Von 1375 bis 1000 v. Chr. scheint die minoische Kultur kaum noch auf Kreta vertreten zu sein. Die Mykener beherrschten die Ägäis und den ehemaligen Seehandelsraum der Minoer. Doch auch die Mykener sahen nun ihrem Untergang entgegen. Möglicherweise brach das überalterte bronzezeitliche Wirtschaftssystem zusammen. Die Fürstenhäuser der ersten Griechen zerfleischten sich eventuell gegenseitig. Minoer und Mykener wurden zu plündernden Seefahrern. Gegen 1200 v. Chr. fanden im gesamten Mittelmeer große Unruhen und Zerstörungen statt. Die mykenischen Zentren gingen unter. Die Geschichte liegt weitgehend im Dunkeln.

Im 12. Jahrhundert v. Chr. wanderten griechischstämmige Dorer aus dem Norden nach Griechenland und Kreta ein. Bei der späteren Machtergreifung der Dorer, im 11. Jahrhundert v. Chr., geht man von zunächst heftigen Widerständen der Kreter aus, die unterjocht wurden. Auch dieser Zeitpunkt kann als Ende der minoischen Epoche betrachtet werden.

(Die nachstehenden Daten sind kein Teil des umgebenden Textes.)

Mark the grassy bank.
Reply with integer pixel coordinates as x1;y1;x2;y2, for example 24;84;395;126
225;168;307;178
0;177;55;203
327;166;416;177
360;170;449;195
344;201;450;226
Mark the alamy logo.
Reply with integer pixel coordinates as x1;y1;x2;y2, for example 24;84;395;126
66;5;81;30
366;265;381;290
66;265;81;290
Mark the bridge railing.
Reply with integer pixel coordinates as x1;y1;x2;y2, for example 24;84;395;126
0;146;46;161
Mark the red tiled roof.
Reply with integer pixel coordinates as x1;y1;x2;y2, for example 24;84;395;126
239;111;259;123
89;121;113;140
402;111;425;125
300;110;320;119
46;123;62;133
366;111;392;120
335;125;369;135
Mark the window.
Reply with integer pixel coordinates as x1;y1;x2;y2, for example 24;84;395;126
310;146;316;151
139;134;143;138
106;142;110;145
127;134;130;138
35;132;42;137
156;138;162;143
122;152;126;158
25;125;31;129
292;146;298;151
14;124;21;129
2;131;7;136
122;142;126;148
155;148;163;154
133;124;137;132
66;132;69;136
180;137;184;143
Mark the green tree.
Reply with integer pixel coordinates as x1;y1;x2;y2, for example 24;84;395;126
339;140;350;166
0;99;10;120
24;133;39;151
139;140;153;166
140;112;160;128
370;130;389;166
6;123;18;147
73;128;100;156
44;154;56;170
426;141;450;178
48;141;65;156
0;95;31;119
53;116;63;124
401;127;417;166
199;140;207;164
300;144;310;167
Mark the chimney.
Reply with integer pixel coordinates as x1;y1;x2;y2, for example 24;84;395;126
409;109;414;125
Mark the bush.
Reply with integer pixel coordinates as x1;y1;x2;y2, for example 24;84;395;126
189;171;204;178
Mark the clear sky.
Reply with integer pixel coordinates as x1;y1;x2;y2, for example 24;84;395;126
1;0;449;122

Dies würde für einen langsamen Transformationsprozess anstelle eines abrupten Endes sprechen, was in Anbetracht der Größe des minoischen Einflussgebietes nahe liegt.

Ab dem Jahre 1000 v. Chr. existierten nur noch im Osten Kretas, mitunter in abgelegenen Bergregionen, wenige Siedlungen der Eteokreter, die hierhin geflüchtet waren. Nur vereinzelte Siedlungen der reinen Kreter in den Bergen Ostkretas bestanden noch bis ins 9. Jahrhundert v. Chr. in minoischer Tradition fort.